The Mechelen Hundred

Portraits of a city's people, today

Nestled between Brussels and Antwerp, Mechelen has often been overshadowed by its larger neighbours. Yet teaming up with the City of Mechelen, our line-up of 100 of the city’s most prominent people, places and projects proves the extent of its potential. From artists and creatives to critical thinkers and fighters, these are the powerhouses driving Mechelen forward one step at a time.

Michael Bonne

Michael Bonne

Artisanal woodworker (1985)

Can you describe what you do?

I started Studio Swelvet together with my longtime friend Kevin Brondel. We met each other while doing our post-graduate in furniture design, and over the years we have collaborated in different enterprises. In our design projects, we try to focus on sustainability. We think it is part of our job to show our clients there are sustainable solutions in design and construction even when working on a budget. For example: we were just commissioned by the City of Mechelen to build a collection of rocking horses, and the wood we use is recycled from the local sluice gate in Muizen. We recently moved our workshop to the co-working space Wagenoord.

I grew up in Leuven, but my wife and I bought a place just outside the city centre a couple of years ago. We are surrounded by nature, which is a big plus for us and for our dog.

How do you perceive Mechelen? In your view, what kind of city is it? Its people, its cultural landscape, its vibe? How does it compare to other, similarly-sized cities?

There are a lot of young people moving to Mechelen, but even more important is the young spirit that has pervaded the city. There is a lot of support for entrepreneurs and initiative, both from the community and the local government. This means a lot of projects are able to be realised

How has Mechelen contributed to making you who you are today? What role has the city played in shaping your outlook and career?

Actually, the training I had in furniture design is unique in Belgium, and of course there is a historical tradition of furniture builders in Mechelen. This has somewhat diminished in recent years, but it feels nice to be a part of that heritage. When we were looking for a place to establish our workshop, the city council really helped us out and offered us an abandoned building we could use.

On a personal level, what would you like to see more of in the city? What could it do better?

‘Better’ is the enemy of ‘good’, of course there’s always room for improvement. There is still a part of the Dyle that runs through the city that could use an upgrade. But then again, this is already happening near the Thomas More university, so I guess eventually they’ll get around to it.

To you, what is the best way to spend a weekend in Mechelen?

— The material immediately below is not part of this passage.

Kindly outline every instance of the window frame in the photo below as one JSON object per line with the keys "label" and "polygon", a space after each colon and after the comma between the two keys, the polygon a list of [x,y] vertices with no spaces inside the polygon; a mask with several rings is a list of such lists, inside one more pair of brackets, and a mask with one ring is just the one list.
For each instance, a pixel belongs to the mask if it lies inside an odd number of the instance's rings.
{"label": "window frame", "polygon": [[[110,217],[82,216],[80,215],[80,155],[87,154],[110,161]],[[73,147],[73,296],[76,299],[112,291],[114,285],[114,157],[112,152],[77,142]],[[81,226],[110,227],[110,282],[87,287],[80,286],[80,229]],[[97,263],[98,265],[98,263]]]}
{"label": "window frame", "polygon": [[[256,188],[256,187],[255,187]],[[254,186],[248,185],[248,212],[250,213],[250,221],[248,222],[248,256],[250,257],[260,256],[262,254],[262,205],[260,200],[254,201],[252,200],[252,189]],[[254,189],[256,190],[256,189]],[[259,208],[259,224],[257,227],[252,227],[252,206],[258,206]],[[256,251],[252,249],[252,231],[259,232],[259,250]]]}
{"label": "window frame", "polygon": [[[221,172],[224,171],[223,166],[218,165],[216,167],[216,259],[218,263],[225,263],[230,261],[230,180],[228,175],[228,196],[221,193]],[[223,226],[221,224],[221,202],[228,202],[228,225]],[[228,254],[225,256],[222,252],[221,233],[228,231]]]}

I’m not much of an inner city person, so my recommendations tend to be outside of the centre. You need to go for a walk in the Mechelse Broek, or in the woods around the Vrijbroekspark. The park itself is beautifully maintained of course, but there are many hidden spots of green you can discover around it.

As far as food and drinks are concerned, look no further than the restaurant right here at Wagenoord. In the spirit of this place, they go for honest food.

Can you talk to us about a local legend, a neighbourhood anecdote or urban myth that, to you, encapsulates the spirit of the city?

A local story that I never completely understood, is the ‘Opsinjoorke’. If I’m not mistaken, it’s a tiny drunkard who hit his wife, something like that? I don’t see why you’d choose a symbol like that for your city.